There is a lot of assembly and dis-assembly in this process. You have to create a spacer to keep the wheel the correct distance away from the mounting bolts so as not to rub them on the brake disk. I used a piece of PVC tubing to cut a sample spacer until I found the distance I liked. My spacers were 1.75" long and I made them from .759" ID 4130 steel tubing. I would say this gave me a clearance of approximately 1/8".

Once you have everything the way you want them, you disassemble everything so you can pack the wheel bearings with grease. When you are done with that, you reassemble everything and mark a dot on the axle threads where you want to drill a cotter pin hole to hold the castle nut in place. I was told to only hand tighten the castle nut. Over tightening doesn't allow the wheel to rotate freely.

Also in the photos you can see the piece of aluminum where the wheel pants will be attached later. I used the pattern from the plans and found I had to modify them slightly to fit around my brake assembly. No big deal though.

Next I finished installing the tail wheel. When you tighten the forward bolt it will dent the bottom fuselage skin slightly. This is normal according to Dave Thatcher. I spent an afternoon trying to figure a way to avoid the dent, but the solution eluded me. Mine will have the dent like Dave's does. It is so minor that when you turn it over you don't know it's there.

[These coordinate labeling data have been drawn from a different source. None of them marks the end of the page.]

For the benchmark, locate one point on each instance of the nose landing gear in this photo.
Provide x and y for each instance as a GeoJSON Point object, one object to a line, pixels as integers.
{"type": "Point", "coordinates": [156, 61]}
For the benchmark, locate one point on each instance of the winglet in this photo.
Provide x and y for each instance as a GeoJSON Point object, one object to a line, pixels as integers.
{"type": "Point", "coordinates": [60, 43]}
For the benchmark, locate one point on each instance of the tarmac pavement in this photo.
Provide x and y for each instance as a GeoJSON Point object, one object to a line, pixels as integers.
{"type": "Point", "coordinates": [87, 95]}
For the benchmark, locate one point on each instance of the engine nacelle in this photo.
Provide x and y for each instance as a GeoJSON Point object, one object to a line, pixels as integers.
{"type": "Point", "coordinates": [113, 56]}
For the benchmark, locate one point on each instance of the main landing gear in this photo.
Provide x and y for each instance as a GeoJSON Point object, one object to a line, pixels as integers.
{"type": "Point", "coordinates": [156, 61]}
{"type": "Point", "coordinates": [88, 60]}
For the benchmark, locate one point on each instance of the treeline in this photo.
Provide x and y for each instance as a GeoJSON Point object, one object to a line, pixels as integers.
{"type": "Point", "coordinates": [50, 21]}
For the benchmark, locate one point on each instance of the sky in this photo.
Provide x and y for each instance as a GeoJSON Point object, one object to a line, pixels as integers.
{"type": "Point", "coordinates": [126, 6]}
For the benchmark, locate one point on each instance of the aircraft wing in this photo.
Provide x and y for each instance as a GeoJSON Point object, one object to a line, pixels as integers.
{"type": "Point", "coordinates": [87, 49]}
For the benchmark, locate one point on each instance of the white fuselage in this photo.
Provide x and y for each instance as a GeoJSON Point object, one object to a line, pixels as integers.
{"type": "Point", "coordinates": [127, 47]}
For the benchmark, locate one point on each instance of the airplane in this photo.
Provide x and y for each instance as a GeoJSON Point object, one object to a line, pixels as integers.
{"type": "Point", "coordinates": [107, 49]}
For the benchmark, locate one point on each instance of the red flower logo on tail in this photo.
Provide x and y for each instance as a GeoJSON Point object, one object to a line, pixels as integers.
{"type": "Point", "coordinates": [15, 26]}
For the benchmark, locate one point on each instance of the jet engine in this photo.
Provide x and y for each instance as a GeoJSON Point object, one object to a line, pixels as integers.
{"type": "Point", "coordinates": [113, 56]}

Now it was time to turn it over! My son was the first to sit in it and he liked it. Then it was my turn. Here is where I get to caution the rest of you. It is best not to put too much weight on the seat area until you have attached the side panels. Why you ask? Because when I stepped on to the spar with one foot I heard a loud bang! I took my foot off and looked around and everything seemed to be in place. So I tried again. This time when I place my second foot on the spar I heard another loud bang! I step off and looked around. I still didn't see anything wrong. So I tried again to get in and this time there were no annoying sounds, but when I sat down and look forward, I could see that the single rivet at the top of each F5 bulkhead had popped free from the top longeron. I decided I needed to go on a diet.

I got out and found my two long wood clamps and pulled the lower and upper longerons together and drilled out and replaced the two rivets. I used longer rivets as well. I'll have to wait until the side skins have been installed to make engine noises again.

I have started installing the forward floor ribs so that will be my next update.